首こりストレッチ3選とやり方|「やっても変わらない」首こりの原因と対処法

ストレッチで、首こりが楽になった女性
目次


「首こりに効くストレッチを知りたい」——この記事では、まず自分でできる首こりストレッチを3つ、正しいやり方で紹介します。

ただ、なかには「ストレッチをしても変わらない」「その場は楽でもすぐ戻る」という方もいます。

実はそれ、ストレッチだけでは届かないタイプの首こりかもしれません。

後半では、その原因とタイプの見分け方、そして銀座で30年首こりを診てきた専門家による対処法までお伝えします。

首こり全般を幅広く知りたい方は、首こりの解消法を完全ガイドもあわせてご覧ください。

なぜ首こりにはストレッチが効くの?|首こりとストレッチの相性

首をストレッチする女性

そもそも、なぜ首こりにストレッチがすすめられるのでしょうか。

首こりは、長時間の同じ姿勢などで首まわりの筋肉が縮んで硬くなり、血流が滞った状態です。

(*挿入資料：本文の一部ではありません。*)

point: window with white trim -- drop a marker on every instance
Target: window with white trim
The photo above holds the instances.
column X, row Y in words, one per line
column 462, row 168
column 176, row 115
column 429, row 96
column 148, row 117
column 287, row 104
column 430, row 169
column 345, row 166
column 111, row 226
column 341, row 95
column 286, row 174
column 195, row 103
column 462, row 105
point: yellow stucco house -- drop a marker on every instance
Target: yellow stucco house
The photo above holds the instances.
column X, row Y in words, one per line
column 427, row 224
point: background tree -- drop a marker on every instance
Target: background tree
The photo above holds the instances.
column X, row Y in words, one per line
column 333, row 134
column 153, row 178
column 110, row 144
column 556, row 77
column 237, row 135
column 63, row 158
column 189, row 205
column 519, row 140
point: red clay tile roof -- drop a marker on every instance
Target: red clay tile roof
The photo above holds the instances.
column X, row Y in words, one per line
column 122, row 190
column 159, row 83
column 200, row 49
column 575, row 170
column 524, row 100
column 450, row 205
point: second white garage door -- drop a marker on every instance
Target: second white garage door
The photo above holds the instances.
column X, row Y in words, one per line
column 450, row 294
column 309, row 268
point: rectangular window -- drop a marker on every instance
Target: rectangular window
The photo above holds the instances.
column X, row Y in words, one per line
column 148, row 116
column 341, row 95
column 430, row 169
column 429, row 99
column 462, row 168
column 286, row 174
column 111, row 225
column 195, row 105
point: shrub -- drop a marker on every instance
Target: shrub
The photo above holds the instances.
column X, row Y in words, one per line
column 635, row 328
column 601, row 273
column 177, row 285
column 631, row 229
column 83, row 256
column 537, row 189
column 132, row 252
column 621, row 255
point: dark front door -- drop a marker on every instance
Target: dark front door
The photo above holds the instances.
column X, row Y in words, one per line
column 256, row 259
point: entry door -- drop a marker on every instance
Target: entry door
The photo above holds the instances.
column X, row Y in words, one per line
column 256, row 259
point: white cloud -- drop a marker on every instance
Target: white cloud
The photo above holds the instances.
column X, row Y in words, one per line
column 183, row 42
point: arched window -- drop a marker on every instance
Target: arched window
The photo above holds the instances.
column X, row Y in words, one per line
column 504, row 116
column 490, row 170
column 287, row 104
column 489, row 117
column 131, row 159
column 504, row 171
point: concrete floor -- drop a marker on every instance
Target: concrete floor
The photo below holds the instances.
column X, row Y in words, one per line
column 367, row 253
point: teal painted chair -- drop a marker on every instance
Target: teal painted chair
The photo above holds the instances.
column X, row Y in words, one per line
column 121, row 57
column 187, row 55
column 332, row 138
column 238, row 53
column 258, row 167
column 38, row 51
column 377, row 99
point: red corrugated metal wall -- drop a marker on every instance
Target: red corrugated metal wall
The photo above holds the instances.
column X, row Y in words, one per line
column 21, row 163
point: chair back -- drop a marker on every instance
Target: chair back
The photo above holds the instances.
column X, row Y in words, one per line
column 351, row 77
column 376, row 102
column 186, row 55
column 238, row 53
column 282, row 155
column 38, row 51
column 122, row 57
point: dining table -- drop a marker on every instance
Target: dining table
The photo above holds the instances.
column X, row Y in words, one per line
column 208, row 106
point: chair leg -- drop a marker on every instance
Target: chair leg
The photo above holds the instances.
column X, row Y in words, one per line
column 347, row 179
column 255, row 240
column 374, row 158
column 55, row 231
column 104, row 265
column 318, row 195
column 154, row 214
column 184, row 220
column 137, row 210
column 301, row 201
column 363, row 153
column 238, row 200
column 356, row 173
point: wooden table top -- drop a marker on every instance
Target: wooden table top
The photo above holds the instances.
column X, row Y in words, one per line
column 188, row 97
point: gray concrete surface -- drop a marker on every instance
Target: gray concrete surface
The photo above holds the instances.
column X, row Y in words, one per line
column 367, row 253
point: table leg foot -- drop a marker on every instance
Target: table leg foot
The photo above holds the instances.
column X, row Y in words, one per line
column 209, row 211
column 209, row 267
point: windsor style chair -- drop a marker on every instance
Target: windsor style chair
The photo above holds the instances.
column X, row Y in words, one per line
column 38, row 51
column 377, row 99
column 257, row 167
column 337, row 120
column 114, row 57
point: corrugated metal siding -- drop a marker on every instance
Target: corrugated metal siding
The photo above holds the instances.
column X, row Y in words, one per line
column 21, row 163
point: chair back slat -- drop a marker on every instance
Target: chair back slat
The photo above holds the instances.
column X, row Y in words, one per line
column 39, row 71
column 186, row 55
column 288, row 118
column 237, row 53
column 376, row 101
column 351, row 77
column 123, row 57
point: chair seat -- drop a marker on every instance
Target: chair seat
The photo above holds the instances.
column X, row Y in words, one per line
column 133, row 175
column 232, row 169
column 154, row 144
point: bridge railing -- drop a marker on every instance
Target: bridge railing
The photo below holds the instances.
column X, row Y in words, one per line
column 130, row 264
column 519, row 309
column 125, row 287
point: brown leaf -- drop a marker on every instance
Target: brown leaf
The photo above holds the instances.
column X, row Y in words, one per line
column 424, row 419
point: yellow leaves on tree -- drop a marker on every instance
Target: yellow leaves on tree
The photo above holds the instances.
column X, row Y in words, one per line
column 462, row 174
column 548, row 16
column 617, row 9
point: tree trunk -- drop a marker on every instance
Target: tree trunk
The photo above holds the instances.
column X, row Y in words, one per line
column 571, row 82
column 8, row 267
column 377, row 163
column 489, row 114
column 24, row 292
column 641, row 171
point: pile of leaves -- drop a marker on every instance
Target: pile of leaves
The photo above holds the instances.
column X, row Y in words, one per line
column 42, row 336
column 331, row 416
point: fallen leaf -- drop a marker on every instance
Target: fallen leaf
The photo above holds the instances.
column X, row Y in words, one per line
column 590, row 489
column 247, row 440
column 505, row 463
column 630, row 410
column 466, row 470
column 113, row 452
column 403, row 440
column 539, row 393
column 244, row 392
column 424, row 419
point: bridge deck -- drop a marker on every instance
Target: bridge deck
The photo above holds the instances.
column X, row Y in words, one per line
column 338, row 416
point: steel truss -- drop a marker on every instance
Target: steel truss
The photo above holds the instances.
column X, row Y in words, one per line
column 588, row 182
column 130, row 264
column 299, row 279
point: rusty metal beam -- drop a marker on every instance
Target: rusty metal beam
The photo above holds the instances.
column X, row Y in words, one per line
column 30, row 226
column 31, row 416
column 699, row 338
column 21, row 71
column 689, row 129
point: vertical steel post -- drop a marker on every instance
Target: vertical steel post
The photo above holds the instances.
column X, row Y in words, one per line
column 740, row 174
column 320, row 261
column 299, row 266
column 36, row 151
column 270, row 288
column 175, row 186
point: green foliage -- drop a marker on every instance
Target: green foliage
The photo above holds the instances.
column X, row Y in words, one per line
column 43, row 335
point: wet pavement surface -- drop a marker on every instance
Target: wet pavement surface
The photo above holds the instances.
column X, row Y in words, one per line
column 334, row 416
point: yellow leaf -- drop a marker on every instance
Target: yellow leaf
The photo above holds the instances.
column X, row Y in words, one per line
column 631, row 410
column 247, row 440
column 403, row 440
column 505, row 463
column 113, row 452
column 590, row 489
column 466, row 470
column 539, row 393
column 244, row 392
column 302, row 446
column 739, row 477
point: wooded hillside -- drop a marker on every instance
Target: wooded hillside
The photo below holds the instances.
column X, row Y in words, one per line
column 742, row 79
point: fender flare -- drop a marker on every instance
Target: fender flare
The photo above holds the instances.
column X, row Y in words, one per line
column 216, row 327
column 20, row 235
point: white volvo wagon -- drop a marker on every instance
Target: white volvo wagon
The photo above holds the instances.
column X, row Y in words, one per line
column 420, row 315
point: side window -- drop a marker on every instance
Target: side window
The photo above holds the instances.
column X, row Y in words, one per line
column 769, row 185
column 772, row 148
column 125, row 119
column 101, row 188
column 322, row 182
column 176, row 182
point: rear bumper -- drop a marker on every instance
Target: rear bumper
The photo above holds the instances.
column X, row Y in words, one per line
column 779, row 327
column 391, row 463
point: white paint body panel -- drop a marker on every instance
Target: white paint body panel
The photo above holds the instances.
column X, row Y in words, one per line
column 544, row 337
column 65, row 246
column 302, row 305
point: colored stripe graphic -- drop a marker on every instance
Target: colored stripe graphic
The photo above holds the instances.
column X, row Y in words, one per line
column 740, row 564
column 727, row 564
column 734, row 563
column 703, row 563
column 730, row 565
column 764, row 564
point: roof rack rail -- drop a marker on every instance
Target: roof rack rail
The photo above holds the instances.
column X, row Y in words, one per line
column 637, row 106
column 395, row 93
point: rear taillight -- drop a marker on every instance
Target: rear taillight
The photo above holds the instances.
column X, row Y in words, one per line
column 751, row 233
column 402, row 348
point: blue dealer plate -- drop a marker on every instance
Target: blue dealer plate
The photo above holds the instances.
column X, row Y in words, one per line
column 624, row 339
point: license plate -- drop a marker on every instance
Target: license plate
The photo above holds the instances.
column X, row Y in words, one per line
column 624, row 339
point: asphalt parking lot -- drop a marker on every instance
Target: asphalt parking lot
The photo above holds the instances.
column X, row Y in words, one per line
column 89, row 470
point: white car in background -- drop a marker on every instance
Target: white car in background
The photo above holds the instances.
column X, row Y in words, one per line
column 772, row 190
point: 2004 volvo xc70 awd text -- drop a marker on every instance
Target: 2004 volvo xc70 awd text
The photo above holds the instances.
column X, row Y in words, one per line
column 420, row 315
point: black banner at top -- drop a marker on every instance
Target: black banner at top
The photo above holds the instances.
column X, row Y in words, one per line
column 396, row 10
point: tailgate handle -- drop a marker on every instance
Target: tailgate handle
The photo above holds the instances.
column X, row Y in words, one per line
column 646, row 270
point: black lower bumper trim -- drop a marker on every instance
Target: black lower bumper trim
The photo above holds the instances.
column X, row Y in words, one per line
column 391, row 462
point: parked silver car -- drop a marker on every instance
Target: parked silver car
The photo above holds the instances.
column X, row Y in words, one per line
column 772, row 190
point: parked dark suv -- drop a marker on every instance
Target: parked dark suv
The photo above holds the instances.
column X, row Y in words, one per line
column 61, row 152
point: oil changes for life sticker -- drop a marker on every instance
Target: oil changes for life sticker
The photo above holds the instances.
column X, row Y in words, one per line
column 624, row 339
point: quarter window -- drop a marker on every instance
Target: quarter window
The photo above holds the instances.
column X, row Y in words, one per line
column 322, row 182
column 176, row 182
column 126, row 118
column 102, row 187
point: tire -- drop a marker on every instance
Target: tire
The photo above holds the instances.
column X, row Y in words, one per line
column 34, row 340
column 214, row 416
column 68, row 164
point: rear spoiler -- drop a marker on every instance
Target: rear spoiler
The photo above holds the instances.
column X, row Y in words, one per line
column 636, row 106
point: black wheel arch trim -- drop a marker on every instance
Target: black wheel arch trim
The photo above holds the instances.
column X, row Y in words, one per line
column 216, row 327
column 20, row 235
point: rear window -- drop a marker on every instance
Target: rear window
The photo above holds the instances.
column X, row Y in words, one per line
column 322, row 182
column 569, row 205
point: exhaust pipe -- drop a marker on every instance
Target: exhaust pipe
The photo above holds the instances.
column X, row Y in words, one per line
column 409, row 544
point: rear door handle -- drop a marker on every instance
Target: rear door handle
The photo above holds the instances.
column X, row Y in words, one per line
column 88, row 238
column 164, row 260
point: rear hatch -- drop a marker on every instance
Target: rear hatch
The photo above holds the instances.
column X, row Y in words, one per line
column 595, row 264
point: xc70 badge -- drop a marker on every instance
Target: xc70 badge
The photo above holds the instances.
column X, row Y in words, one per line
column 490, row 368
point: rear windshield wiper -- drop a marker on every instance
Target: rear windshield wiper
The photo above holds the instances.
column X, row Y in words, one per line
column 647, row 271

硬くなった筋肉は、その中を通る血管を圧迫し、酸素や栄養が届きにくく、疲労物質もたまりやすくなります。この「重い」「だるい」「張る」という感覚が、首こりの正体です。

ストレッチが首こりをやわらげる仕組み

ストレッチで、縮んで硬くなった筋肉をゆっくり伸ばすと、次のような変化が期待できます。

  • 圧迫されていた血管がゆるみ、血流が促される
  • たまった疲労物質が流れ、こりの重だるさが軽くなる
  • 縮んでいた筋肉が、本来の長さと柔軟性を取り戻す
  • 動かしにくかった首の可動域が広がる

つまりストレッチは、首こりの「筋肉が縮んで血流が悪い」という状態に、道具なしで直接はたらきかけられるセルフケアなのです。

首こりとストレッチの相性が良い3つの理由

  1. 原因に合っている:首こりの多くは、デスクワークやスマホの前傾姿勢で筋肉が縮むことが原因です。縮んだ筋肉を伸ばすケアは、理にかなっています。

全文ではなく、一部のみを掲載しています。